To solve this problem, we need to analyze how changing the digit '4' in the number '847' affects its overall value. The digit '4' represents the tens place in the number 847, which is composed as follows: - 8 in the hundreds place (8 x 100 = 800) - 4 in the tens place (4 x 10 = 40) - 7 in the units place (7 x 1 = 7) This gives us: 847 = 800 + 40 + 7. Now, we recognize that if we change '4' to any other digit (0-9), we will be altering the tens value. Let's work through the maximum possible change: - If we change '4' to '0', the new number would be: 8(0)7 = 807. The change would be: 847 - 807 = 40. - If we change '4' to '9', the new number would be: 8(9)7 = 897. The change would be: 897 - 847 = 50. The other digits between those can give changes like: 1 (837), 2 (827), 3 (817), 4 (847 - stays the same, no change) and 5, (857), amounting to changes based on their respective values.

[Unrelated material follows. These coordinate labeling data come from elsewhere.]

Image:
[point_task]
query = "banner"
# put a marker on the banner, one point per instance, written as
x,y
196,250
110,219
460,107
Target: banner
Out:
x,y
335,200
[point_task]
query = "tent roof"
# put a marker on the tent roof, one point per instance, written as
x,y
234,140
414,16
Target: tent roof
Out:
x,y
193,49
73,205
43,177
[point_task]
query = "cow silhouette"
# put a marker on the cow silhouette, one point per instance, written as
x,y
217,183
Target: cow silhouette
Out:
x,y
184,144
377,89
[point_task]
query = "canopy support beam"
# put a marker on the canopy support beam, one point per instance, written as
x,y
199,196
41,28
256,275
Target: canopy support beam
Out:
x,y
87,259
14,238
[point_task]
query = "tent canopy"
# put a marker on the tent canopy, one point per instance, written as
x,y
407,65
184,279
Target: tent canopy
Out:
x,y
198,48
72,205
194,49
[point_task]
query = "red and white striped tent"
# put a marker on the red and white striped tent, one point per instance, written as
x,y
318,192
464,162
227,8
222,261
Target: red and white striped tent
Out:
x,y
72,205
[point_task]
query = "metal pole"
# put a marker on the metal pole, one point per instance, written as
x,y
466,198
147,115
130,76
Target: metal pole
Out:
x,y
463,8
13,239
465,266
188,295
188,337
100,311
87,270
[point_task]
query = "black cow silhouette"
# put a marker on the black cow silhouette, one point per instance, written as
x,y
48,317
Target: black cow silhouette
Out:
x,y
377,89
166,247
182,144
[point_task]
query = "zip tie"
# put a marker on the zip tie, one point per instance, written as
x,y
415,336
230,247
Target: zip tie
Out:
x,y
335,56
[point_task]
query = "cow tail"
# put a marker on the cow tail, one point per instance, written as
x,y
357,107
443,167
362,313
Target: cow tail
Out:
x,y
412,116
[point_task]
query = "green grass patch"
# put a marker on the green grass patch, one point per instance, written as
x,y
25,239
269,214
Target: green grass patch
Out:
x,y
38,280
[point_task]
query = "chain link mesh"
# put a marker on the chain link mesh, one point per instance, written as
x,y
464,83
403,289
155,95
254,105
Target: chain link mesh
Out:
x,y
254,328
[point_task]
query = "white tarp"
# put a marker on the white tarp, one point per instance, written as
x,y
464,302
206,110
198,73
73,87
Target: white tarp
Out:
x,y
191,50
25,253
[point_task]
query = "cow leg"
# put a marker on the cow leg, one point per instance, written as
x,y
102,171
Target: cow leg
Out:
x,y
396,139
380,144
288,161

The maximum change occurs when changing '4' to '0' or '9'. - Changing to '0' gives us a reduction of 40 (847 to 807). - Changing to '9' gives us an increase of 50 (847 to 897). Thus the total numeric changes we observe can total 50 units as the highest option readily fitting our quiz selection options. Therefore, the only feasible answer illustrating a valid change over this numeric transformation could only yield a difference of 50. Thus the answer would be: C. 50.